UNITED STATES DISTRICT COURT FOR THE MIDDLE DISTRICT OF PENNSYLVANIA
Jan 9, 2013
Civil Case No. 3:11-CV-2302 (M.D. Pa. Jan. 9, 2013)

Summary

entering judgment for employer/plan administrator where the plaintiff failed to produce evidence that created "legitimate question regarding whether [the employer] had some degree of control over the decision to deny [the plaintiff's] application for disability benefits" where another entity was identified "as the claims administrator under the Plan with discretionary authority to interpret the Plan and make claim determinations"

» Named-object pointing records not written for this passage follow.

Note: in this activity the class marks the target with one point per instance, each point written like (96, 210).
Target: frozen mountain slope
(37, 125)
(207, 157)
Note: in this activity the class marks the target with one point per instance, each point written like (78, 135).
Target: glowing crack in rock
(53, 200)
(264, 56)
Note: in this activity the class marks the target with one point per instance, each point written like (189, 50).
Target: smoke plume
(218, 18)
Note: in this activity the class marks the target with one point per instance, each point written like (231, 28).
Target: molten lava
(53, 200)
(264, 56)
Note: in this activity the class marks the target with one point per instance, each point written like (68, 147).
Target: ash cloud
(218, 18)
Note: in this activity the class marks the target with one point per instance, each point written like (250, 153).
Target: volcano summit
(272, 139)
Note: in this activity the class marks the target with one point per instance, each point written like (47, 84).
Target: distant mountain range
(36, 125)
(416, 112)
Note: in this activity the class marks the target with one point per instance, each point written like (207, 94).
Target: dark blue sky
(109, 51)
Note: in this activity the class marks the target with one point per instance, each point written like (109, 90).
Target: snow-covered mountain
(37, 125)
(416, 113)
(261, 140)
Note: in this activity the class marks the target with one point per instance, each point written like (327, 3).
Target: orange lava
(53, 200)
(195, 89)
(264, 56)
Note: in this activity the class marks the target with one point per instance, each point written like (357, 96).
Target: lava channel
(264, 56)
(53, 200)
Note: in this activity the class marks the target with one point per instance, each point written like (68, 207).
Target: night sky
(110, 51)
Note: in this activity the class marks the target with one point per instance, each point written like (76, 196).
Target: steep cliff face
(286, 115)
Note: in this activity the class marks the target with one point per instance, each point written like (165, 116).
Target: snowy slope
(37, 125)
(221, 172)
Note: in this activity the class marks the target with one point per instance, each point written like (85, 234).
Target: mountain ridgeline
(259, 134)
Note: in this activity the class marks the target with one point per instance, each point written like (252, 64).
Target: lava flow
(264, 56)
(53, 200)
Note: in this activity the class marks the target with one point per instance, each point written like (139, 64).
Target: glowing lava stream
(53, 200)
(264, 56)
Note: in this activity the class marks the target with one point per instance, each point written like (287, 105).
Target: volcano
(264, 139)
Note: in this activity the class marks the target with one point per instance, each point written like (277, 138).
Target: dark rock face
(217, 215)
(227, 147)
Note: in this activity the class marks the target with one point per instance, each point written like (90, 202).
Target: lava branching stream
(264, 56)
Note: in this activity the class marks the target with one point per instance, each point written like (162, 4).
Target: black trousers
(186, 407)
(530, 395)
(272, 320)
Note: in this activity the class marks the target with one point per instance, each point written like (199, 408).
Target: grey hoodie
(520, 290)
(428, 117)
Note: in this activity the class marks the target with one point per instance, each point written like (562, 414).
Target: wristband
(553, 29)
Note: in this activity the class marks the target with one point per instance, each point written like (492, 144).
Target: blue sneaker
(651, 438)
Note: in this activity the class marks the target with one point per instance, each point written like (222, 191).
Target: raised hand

Summary of this case from Aicher v. IBEW Local Union No. 269 Joint Tr. Funds Office

Opinion

Civil Case No. 3:11-CV-2302

01-09-2013

MATTHEW J. MURRAY Plaintiff v. JELD-WEN INC., PRUDENTIAL INSURANCE CO. OF AMERICA Defendants


(JUDGE RICHARD P. CONABOY)


MEMORANDUM

We consider here a Motion for Summary Judgement (Doc. 30) filed by Defendants JELD-WEN, Inc. ("JW") and Prudential Insurance Company of America ("Prudential"), the only remaining Defendants in this case. That motion has been fully briefed (Docs. 32, 35, and 37) by the parties and this matter is now ripe for disposition.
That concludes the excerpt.